1. Use "admin@domain.com"

2. Let the domain registration lapse

3. Someone else registers the domain and now can't create an AWS account.

Rare but not impossible.

[otterley]

Sure they can. Use any other email address at domain.com to register.

[etothet]

Yes. There are solutions to all of these issues, but what often happens is these situations come about through the natural course of companies changing over time - different people managing accounts, different providers, etc. The happy path is easy, but the happy path is rarely the one we find ourselves walking down when we inherit a previously made decision.

[clickety_clack]

It’s not hard to imagine a case where maybe there’s 2 offices that had their own separate aws accounts and they closed one.

AWS has been around for quite a while now. It’s also not impossible to believe that there are companies out there that might have moved from aws to gcp or something, and maybe it’s time to move back.

[twentyfiveoh1]

I did something similar.

When I started, AWS was in its infancy and I was just some guy working on a special project.

Now that same account is bound into an AWS Organization.

AWS Changed. My company changed. the policies change out from under you.

[naasking]

> And on the flip side I can easily see why not allowing email addresses to be used again is a reasonable security stance, email addresses are immutable and so limiting them only to one identity seems logical.

If they aren't actually deleting the account in the background and so no longer have a record of that e-mail address, then they must allow re-activation of the account tied to that e-mail address using the sign-up process.

[etothet]

And in this case, it’s actually less secure for this one user and the account if as a workaround I’m required to create an IAM user for them (even though I can limit their use of the system).

[dec0dedab0de]

what if you stopped using AWS for a while, then came back?

[erikerikson]

I would expect the SSO configuration to map the IdP's given email into a role appropriate for the identity. What does "forever attached to the deleted AWS account root user" mean here? What is the mechanism blocking use?

[gnopgnip]

I thought it worked the other way, you can have multiple accounts with the same username as long as they have different passwords

[etothet]

IAM users get usernames - they don’t log in with an email address. Root users log in with their email address.

[shmolyneaux]

That seems like a GDPR violation waiting to happen. It shouldn't be possible for them to store an email address like that forever and be in compliance.

[arielweisberg]

This can be implemented without storing it. They could store a hash. No idea what they actually do.

[charcircuit]

A hash of a public identifier like an email is personally identifiable data.

[jounker]

Isn’t the entire point of a cryptographically secure hash that you can’t derive the original information?

[charcircuit]

You can't derive the original better than guessing. With public identifiers you can just take a list of them and guess with those.

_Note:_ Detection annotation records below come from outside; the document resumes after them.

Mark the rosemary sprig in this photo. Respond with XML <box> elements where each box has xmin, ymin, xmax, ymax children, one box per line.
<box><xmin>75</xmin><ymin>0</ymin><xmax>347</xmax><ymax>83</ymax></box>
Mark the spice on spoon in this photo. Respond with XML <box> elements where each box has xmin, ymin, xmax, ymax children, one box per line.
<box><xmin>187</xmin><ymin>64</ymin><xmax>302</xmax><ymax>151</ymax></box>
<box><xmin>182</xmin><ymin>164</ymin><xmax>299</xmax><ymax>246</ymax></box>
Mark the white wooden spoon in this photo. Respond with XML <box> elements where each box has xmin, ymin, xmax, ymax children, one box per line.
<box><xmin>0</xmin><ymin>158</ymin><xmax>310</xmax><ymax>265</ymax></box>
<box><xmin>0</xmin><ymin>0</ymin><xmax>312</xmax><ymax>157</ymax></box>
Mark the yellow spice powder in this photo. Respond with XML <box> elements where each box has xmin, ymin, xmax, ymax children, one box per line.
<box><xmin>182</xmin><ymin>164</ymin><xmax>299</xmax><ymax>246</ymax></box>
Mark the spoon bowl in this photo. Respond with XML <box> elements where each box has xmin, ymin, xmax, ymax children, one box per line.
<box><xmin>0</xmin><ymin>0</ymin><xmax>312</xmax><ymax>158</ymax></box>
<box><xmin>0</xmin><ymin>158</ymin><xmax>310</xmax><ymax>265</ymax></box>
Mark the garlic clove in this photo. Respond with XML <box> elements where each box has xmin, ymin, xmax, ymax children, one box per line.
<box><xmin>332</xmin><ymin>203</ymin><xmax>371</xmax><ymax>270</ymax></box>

If someone asks for your email they can hash it themselves and compare it against whatever databases.

[pfortuny]

You can always encrypt with a public key instead of hashing.

[pbhjpbhj]

You mean 'as well as', right?

[pfortuny]

No, I mean encrypting (using a random padding like OAEP-RSA) gives an undecipherable item.

[kstrauser]

If user foo@gmail.com violates our ToS and I suspend them, I can keep that email address forever to keep them from signing up again. They can’t just say “GDPR! You have to forget me, tee-hee!”

[hluska]

Any reason you won’t just use a hash?

[kstrauser]

Yep. Almost every company uses multiple vendors for things. Suppose you use a tech support helpdesk and you don't want to waste time dealing with banned ex-customers. You can't import that list of hashes into Zendesk or whatever and tell them to blocklist them.

Substitute "billing company" or "authentication provider" or "fraud detector" for "helpdesk". There are times when it's not sufficient to say "don't do business with SHA-256 hash ef61a579c907bbed674c0dbcbcf7f7af8f851538eef7b8e58c5bee0b8cfdac4a". You need to say "John Smith is banned".

[silversmith]

GDPR says you are not allowed to store my data just because. If you have a good enough reason, everything is allowed.